Em menos de um mês as chuvas mataram 138 brasileiros, causaram prejuízos estimados em mais de R$ 1 bilhão e destruíram o mito de que o Brasil é um país imune a grandes desastres naturais

O mito de que o Brasil é um país imune aos desastres naturais foi abaixo com as chuvas que colheram a vida de 138 brasileiros e causaram prejuízos de mais de R$ 1 bilhão desde o início de dezembro. Abaixo foram também as justificativas confortáveis e conformistas de que tragédias como as de Angra dos Reis (RJ), Cunha (SP) e de tantas outras cidades brasileiras ao longo das últimas décadas são fruto único e exclusivo de simples fatalidades causadas pelas incontroláveis forças da natureza. Não são.

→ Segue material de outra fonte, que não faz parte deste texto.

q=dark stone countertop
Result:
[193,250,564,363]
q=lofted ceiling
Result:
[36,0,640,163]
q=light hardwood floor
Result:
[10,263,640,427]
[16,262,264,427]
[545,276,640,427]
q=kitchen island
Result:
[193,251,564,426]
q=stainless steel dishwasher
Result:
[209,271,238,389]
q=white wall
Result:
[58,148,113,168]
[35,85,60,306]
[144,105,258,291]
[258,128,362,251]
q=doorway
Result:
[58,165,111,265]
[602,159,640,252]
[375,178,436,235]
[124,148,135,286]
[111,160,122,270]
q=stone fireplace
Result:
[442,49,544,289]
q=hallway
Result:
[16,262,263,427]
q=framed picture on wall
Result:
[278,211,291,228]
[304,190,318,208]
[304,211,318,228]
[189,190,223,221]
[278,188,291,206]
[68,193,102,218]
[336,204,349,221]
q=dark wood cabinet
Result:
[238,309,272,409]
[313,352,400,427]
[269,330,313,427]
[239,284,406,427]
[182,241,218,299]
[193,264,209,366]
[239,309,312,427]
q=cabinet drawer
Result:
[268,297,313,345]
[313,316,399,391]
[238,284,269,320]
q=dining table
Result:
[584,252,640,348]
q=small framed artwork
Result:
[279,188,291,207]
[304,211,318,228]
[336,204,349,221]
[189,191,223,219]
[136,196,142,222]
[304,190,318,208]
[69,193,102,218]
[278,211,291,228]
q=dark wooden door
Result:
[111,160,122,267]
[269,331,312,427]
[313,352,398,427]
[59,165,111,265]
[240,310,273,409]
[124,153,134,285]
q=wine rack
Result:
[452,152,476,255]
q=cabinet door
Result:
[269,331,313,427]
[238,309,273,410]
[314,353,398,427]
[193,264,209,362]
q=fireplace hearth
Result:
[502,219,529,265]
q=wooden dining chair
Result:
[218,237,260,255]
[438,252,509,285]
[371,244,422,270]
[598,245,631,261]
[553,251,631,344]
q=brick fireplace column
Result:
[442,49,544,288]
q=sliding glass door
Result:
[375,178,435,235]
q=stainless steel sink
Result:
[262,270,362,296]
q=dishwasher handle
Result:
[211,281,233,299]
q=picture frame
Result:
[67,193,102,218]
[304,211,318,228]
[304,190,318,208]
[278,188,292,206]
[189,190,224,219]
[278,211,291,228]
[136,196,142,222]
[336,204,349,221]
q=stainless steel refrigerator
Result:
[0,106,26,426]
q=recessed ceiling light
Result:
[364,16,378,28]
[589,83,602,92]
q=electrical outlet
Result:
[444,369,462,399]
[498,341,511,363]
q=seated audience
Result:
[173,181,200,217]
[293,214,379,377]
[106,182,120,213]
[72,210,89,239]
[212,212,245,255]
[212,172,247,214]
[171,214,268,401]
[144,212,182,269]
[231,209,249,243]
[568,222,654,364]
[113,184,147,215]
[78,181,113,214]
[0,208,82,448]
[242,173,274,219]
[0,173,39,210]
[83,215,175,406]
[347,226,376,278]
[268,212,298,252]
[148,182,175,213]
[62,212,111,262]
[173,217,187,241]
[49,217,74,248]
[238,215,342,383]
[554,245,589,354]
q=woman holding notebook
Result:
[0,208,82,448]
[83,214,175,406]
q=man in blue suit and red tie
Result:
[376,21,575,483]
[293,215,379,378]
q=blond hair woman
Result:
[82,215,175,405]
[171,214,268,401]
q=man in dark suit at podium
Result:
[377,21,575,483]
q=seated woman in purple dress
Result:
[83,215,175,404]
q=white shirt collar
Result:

As mudanças climáticas que mobilizam o mundo deixaram de ser uma previsão e há fartura de tecnologia para se saber que casas encravadas na encosta de uma região com índices pluviométricos historicamente elevados têm uma probabilidade razoável de simplesmente ser carregadas com chuvas intensas. O clima mudou, e a tendência é de que histórias trágicas como as relatadas nessa primeira semana de 2010 se repitam com cada vez mais frequência, caso o poder público continue atribuindo aos céus a culpa pelos seus mortos.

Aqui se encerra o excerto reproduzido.